Chlamydephorus burnupi
- Conservation status: Vulnerable (IUCN 2.3)

Scientific classification
- Kingdom: Animalia
- Phylum: Mollusca
- Class: Gastropoda
- Order: Stylommatophora
- Family: Rhytididae
- Genus: Chlamydephorus
- Species: C. burnupi
- Binomial name: Chlamydephorus burnupi (Smith, 1892)

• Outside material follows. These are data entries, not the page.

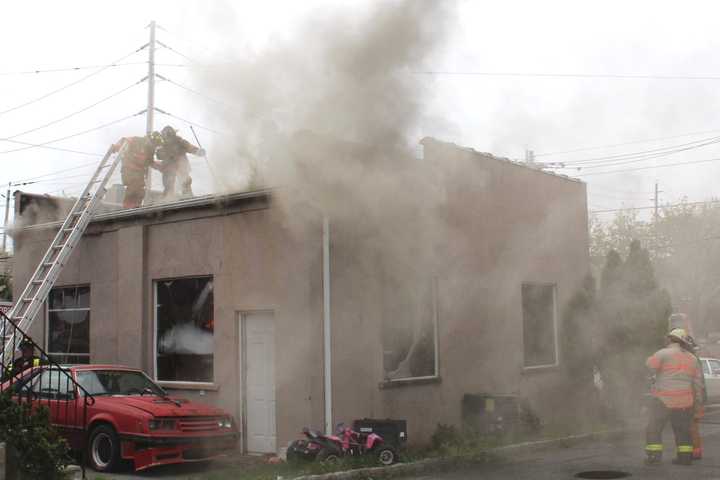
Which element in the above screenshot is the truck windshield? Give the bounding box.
[77,370,165,396]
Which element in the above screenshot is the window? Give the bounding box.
[522,283,558,367]
[47,286,90,363]
[383,279,438,381]
[155,277,215,382]
[708,360,720,375]
[22,369,75,400]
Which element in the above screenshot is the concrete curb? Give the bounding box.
[293,427,635,480]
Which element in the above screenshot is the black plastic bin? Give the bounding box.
[353,418,407,448]
[462,394,521,436]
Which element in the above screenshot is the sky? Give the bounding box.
[0,0,720,229]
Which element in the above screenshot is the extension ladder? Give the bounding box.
[2,143,127,361]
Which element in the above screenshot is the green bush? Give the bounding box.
[0,391,70,480]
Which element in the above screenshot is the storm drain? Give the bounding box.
[575,470,630,479]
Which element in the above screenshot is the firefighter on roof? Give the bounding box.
[113,132,162,208]
[157,125,205,198]
[3,337,41,381]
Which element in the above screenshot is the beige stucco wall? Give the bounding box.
[14,143,588,447]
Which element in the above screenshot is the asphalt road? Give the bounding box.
[415,412,720,480]
[88,411,720,480]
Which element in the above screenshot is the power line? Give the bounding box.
[535,130,720,157]
[412,70,720,80]
[7,162,97,183]
[0,62,147,76]
[155,107,230,136]
[544,137,720,168]
[156,74,239,110]
[155,40,200,63]
[590,200,720,213]
[0,110,145,156]
[0,45,146,115]
[577,158,720,177]
[0,78,146,141]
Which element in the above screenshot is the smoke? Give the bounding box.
[197,0,454,199]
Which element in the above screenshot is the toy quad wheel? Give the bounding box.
[375,445,399,466]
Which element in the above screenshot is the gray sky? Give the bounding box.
[0,0,720,221]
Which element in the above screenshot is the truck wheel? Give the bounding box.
[87,425,120,472]
[317,448,340,463]
[377,445,398,466]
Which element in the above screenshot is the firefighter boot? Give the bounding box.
[673,452,692,465]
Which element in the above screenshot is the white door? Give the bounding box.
[243,312,277,453]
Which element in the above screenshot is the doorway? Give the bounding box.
[240,311,277,453]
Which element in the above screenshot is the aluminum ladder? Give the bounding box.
[0,142,127,361]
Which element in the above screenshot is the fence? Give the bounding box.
[0,311,95,478]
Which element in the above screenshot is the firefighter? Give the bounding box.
[645,328,702,465]
[157,125,205,198]
[113,132,162,208]
[3,337,41,381]
[687,335,707,460]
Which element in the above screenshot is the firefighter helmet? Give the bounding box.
[668,328,689,345]
[160,125,177,140]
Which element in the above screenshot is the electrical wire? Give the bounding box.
[0,78,147,142]
[590,200,720,213]
[577,158,720,177]
[156,74,239,110]
[12,162,98,183]
[544,136,720,168]
[155,40,200,63]
[0,45,147,115]
[412,70,720,80]
[0,110,145,157]
[0,61,147,76]
[155,107,230,136]
[535,130,720,157]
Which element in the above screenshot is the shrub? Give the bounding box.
[0,391,70,480]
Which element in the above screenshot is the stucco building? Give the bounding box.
[14,139,589,452]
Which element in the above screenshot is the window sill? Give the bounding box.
[156,380,220,392]
[378,376,442,390]
[522,363,560,375]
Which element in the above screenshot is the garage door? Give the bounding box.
[244,312,277,453]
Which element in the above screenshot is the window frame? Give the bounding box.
[43,283,92,364]
[381,276,440,388]
[151,274,217,390]
[520,281,560,371]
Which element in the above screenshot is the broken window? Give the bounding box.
[155,277,215,382]
[383,280,438,380]
[522,283,557,367]
[47,285,90,363]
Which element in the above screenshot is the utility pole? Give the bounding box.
[3,182,12,254]
[145,20,155,204]
[525,149,535,165]
[651,180,662,223]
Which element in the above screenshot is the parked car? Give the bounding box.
[700,357,720,403]
[2,365,239,472]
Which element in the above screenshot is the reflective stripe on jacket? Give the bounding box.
[646,343,702,409]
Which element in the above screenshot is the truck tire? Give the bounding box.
[87,424,121,472]
[317,448,340,463]
[375,445,399,466]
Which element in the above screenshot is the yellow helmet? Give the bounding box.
[668,328,689,345]
[149,131,163,146]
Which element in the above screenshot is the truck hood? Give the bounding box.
[95,396,227,417]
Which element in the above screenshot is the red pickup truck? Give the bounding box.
[0,365,239,472]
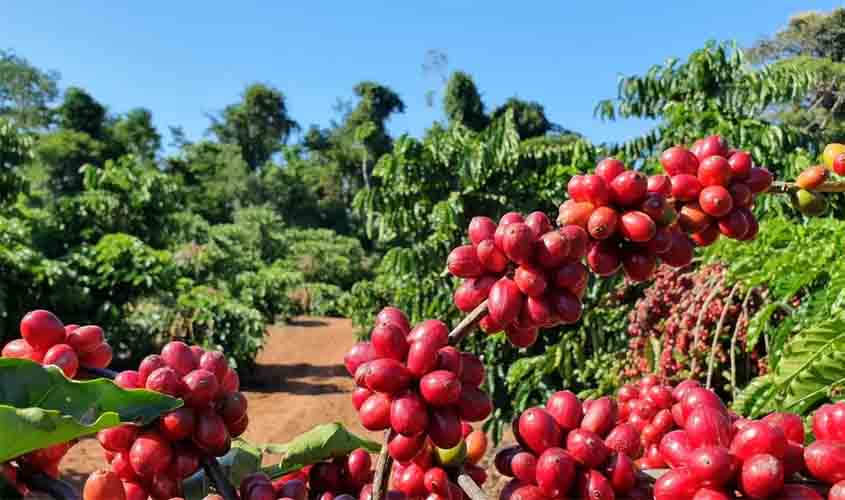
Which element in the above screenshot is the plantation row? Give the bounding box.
[3,130,845,500]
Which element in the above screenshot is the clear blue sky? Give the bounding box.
[0,0,841,147]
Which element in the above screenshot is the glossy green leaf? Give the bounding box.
[732,375,775,417]
[0,359,182,462]
[182,439,262,500]
[260,422,381,478]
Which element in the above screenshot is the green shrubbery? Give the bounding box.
[0,116,367,367]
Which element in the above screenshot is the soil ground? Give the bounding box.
[57,317,516,493]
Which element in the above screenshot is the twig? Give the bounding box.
[690,279,722,376]
[458,471,487,500]
[82,366,238,500]
[705,283,739,389]
[448,300,487,346]
[200,456,238,500]
[18,471,80,500]
[731,288,754,399]
[769,181,845,194]
[372,430,393,500]
[676,276,719,371]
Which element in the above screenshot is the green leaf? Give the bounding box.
[259,422,381,478]
[774,318,845,413]
[0,359,182,462]
[182,439,262,500]
[746,303,778,352]
[732,374,776,417]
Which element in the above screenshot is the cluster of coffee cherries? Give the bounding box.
[792,143,845,217]
[495,375,845,500]
[390,422,487,500]
[558,135,772,281]
[344,307,493,497]
[97,341,249,500]
[649,382,820,500]
[3,309,112,378]
[0,309,112,491]
[446,212,589,347]
[494,391,648,500]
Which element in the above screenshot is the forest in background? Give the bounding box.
[0,9,845,434]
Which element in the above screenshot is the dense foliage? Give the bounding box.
[0,59,369,372]
[0,11,845,432]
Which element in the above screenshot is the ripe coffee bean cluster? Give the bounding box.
[97,341,249,500]
[654,135,773,246]
[344,307,493,456]
[792,143,845,217]
[558,136,772,281]
[804,402,845,500]
[447,212,589,347]
[2,309,112,488]
[495,375,845,500]
[3,309,112,378]
[344,307,493,500]
[390,422,487,500]
[260,449,372,500]
[495,384,648,500]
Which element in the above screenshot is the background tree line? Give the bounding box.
[0,9,845,430]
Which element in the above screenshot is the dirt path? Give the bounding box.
[62,317,379,492]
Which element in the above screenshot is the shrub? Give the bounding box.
[171,286,265,368]
[304,283,344,316]
[232,265,304,323]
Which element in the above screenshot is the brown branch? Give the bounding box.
[458,471,487,500]
[449,300,487,345]
[79,366,117,380]
[372,430,393,500]
[200,456,238,500]
[690,278,722,377]
[18,470,80,500]
[705,283,739,389]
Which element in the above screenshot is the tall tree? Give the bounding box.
[111,108,161,159]
[209,83,299,170]
[0,50,59,128]
[443,71,490,132]
[746,8,845,142]
[164,141,249,223]
[57,87,106,140]
[493,97,556,139]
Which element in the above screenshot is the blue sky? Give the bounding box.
[0,0,841,146]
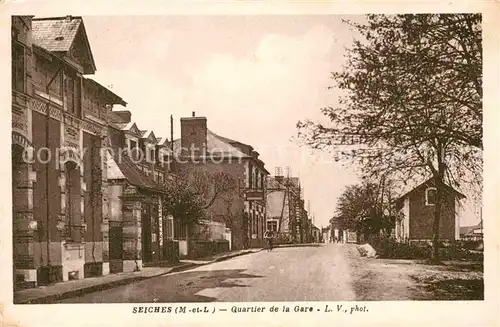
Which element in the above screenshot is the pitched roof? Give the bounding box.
[107,148,165,192]
[83,77,127,107]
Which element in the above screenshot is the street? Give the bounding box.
[57,244,418,303]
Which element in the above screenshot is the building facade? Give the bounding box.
[266,174,304,243]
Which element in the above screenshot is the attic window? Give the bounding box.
[425,187,436,206]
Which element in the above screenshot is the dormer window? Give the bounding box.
[425,187,437,206]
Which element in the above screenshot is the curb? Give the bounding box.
[14,249,262,304]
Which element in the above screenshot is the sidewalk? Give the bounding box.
[14,249,262,304]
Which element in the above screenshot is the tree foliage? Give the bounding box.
[336,182,392,236]
[298,14,483,262]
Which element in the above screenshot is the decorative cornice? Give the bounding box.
[28,97,106,135]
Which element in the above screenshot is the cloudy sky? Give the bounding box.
[84,15,480,227]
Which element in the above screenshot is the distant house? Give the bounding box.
[395,179,465,241]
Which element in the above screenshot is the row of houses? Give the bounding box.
[12,16,316,288]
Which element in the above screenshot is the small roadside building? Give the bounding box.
[395,179,465,242]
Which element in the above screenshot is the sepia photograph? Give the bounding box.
[6,13,493,313]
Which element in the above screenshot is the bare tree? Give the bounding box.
[298,14,483,260]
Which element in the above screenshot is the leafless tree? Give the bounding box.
[298,14,483,260]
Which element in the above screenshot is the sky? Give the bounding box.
[79,15,480,227]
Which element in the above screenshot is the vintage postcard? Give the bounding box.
[0,1,500,327]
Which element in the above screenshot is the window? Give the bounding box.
[425,187,436,206]
[12,42,25,92]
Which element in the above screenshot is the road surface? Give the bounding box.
[62,244,414,303]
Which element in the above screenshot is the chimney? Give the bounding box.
[181,111,207,156]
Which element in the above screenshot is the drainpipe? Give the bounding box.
[45,64,64,283]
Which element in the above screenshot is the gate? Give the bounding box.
[109,221,123,273]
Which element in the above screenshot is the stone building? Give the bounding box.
[173,112,269,249]
[12,16,126,288]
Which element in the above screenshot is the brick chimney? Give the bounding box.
[181,111,207,156]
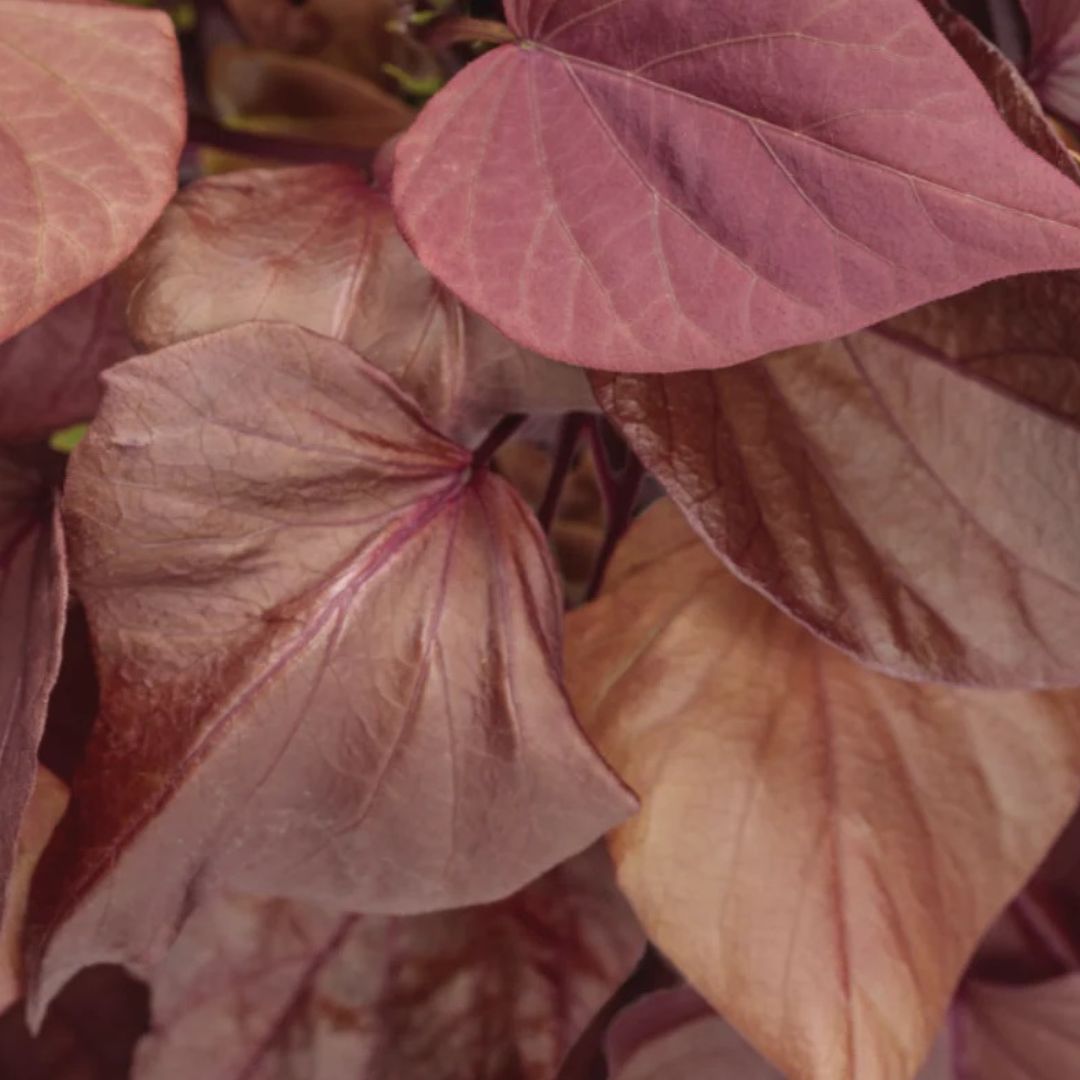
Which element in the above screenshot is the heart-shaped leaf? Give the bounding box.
[126,165,596,443]
[31,323,634,1012]
[135,850,644,1080]
[594,274,1080,687]
[394,0,1080,372]
[0,278,133,443]
[567,502,1080,1080]
[0,0,184,340]
[0,448,67,928]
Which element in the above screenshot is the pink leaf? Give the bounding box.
[594,274,1080,687]
[35,324,633,1019]
[394,0,1080,372]
[0,0,184,339]
[567,502,1080,1080]
[1020,0,1080,123]
[126,165,595,442]
[0,278,133,443]
[0,450,67,928]
[135,851,644,1080]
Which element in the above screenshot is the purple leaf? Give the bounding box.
[394,0,1080,372]
[31,323,634,1009]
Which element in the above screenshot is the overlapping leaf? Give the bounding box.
[394,0,1080,372]
[567,502,1080,1080]
[0,0,184,339]
[127,166,595,443]
[27,324,633,1010]
[1020,0,1080,123]
[135,851,644,1080]
[0,278,133,443]
[0,448,67,933]
[594,274,1080,686]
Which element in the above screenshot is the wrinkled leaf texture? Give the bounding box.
[0,0,184,340]
[135,849,644,1080]
[593,274,1080,687]
[0,278,134,443]
[29,323,634,1014]
[125,165,595,443]
[0,447,67,933]
[393,0,1080,372]
[567,501,1080,1080]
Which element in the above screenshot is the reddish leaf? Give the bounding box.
[136,850,644,1080]
[594,274,1080,687]
[394,0,1080,370]
[1020,0,1080,123]
[33,324,633,1008]
[567,502,1080,1080]
[0,278,133,443]
[127,165,595,442]
[0,767,68,1011]
[950,974,1080,1080]
[0,449,67,924]
[0,0,184,339]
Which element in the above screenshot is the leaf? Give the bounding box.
[125,165,595,444]
[0,448,67,928]
[206,46,414,150]
[1020,0,1080,123]
[608,986,783,1080]
[30,324,634,1012]
[135,850,644,1080]
[593,274,1080,687]
[0,0,185,340]
[0,766,68,1012]
[956,973,1080,1080]
[0,278,133,443]
[566,502,1080,1080]
[393,0,1080,372]
[0,967,148,1080]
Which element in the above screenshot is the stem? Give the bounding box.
[473,413,526,473]
[421,15,514,49]
[537,413,589,532]
[188,116,375,173]
[585,419,645,602]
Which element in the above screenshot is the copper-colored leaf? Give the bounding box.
[126,165,595,443]
[594,274,1080,687]
[567,502,1080,1080]
[33,323,633,1008]
[0,766,68,1011]
[0,0,184,340]
[0,449,67,928]
[0,278,133,443]
[135,850,644,1080]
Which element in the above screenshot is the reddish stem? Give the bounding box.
[537,413,589,532]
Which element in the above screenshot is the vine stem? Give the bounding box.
[472,413,527,473]
[585,418,645,602]
[420,15,514,49]
[537,413,589,532]
[188,116,375,174]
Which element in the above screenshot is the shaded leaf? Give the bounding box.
[567,502,1080,1080]
[126,165,595,443]
[593,274,1080,687]
[0,0,184,339]
[0,448,67,933]
[0,966,149,1080]
[0,767,68,1012]
[393,0,1080,372]
[0,278,133,443]
[135,850,644,1080]
[1020,0,1080,123]
[31,324,633,1010]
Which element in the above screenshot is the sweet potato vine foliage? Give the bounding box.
[12,0,1080,1080]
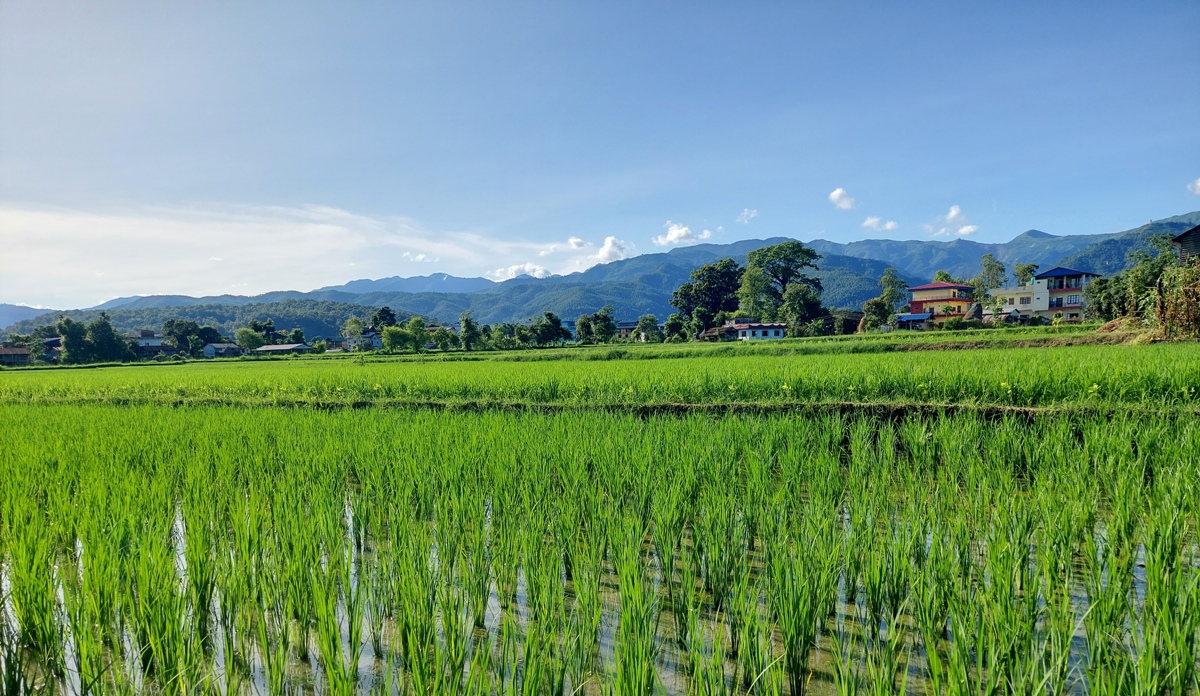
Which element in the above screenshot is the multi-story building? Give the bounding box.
[991,266,1099,322]
[908,281,974,324]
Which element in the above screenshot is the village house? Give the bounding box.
[986,266,1099,322]
[343,326,383,350]
[204,343,241,360]
[700,317,787,341]
[908,281,974,325]
[128,329,174,358]
[0,346,30,367]
[254,343,312,355]
[1171,224,1200,264]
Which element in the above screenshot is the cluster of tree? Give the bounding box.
[229,319,305,350]
[664,241,829,340]
[0,300,384,337]
[58,313,136,365]
[575,305,617,344]
[162,319,223,355]
[1084,234,1180,322]
[863,253,1038,330]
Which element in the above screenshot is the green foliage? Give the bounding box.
[371,305,397,331]
[634,314,662,343]
[529,312,571,346]
[1013,264,1041,286]
[56,312,134,365]
[234,326,266,352]
[671,258,743,320]
[738,241,822,320]
[458,310,484,350]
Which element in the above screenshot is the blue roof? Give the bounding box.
[1033,266,1099,278]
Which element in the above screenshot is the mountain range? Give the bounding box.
[0,211,1200,336]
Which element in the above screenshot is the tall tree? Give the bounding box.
[934,270,967,286]
[1013,264,1038,286]
[671,258,742,320]
[380,325,410,352]
[779,283,822,336]
[58,317,94,365]
[880,266,908,311]
[738,240,822,318]
[634,314,662,343]
[404,317,430,353]
[592,305,617,343]
[233,326,266,352]
[371,305,396,331]
[458,310,482,350]
[85,312,133,362]
[343,317,362,340]
[529,312,571,346]
[575,314,595,344]
[662,313,688,340]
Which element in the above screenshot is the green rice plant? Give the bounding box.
[610,514,659,695]
[8,505,65,674]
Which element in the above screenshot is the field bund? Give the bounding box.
[0,336,1200,695]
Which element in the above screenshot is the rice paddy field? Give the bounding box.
[0,336,1200,696]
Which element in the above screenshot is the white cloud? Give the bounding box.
[485,262,551,281]
[863,215,896,232]
[0,205,571,308]
[592,236,634,264]
[650,220,713,246]
[925,205,979,236]
[829,186,854,210]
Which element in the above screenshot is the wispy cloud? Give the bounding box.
[485,262,551,281]
[925,205,979,236]
[650,220,713,246]
[829,186,854,210]
[863,216,896,232]
[0,205,600,308]
[593,236,634,264]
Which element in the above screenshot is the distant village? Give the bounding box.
[0,226,1200,367]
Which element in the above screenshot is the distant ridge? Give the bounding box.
[318,274,497,294]
[810,211,1200,280]
[0,211,1200,330]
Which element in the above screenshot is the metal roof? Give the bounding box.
[1033,266,1099,280]
[908,281,974,292]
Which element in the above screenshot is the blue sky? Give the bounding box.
[0,0,1200,306]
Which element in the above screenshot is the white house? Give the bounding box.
[731,322,787,341]
[204,343,241,360]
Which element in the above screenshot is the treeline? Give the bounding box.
[8,300,391,337]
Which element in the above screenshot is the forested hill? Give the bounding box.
[7,300,400,340]
[0,211,1200,336]
[809,211,1200,280]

= Chlamydephorus burnupi =

- Genus: Chlamydephorus
- Species: burnupi
- Authority: (Smith, 1892)
- Conservation status: VU

Species of gastropod

Chlamydephorus burnupi, the camel huntingslug or Burnup's hunter slug, is a species of land slug in the family Chlamydephoridae. It is endemic to South Africa, where it is known from the foothills of central Natal Drakensberg to Port St. Johns.

==Description==
It is orange to reddish-brown and around 8 cm when extended. It has distinct scalloped keels along the side of its body with a flattened lower dorsal side, in the center of which is the respiratory opening. The body has a hump two-thirds of the way down.

==Habitat and ecology==
It is found under stones or logs in leaf-litter in mist-belt Podocarpus forest. It is known to prey on pill-millipedes, possibly by introducing a toxin that immobilizes them. Snails and earthworms may also be part of its diet.

==Conservation==
In June 2000, the species was listed as Vulnerable on the IUCN Red List, citing fragmented populations and decline of habitat.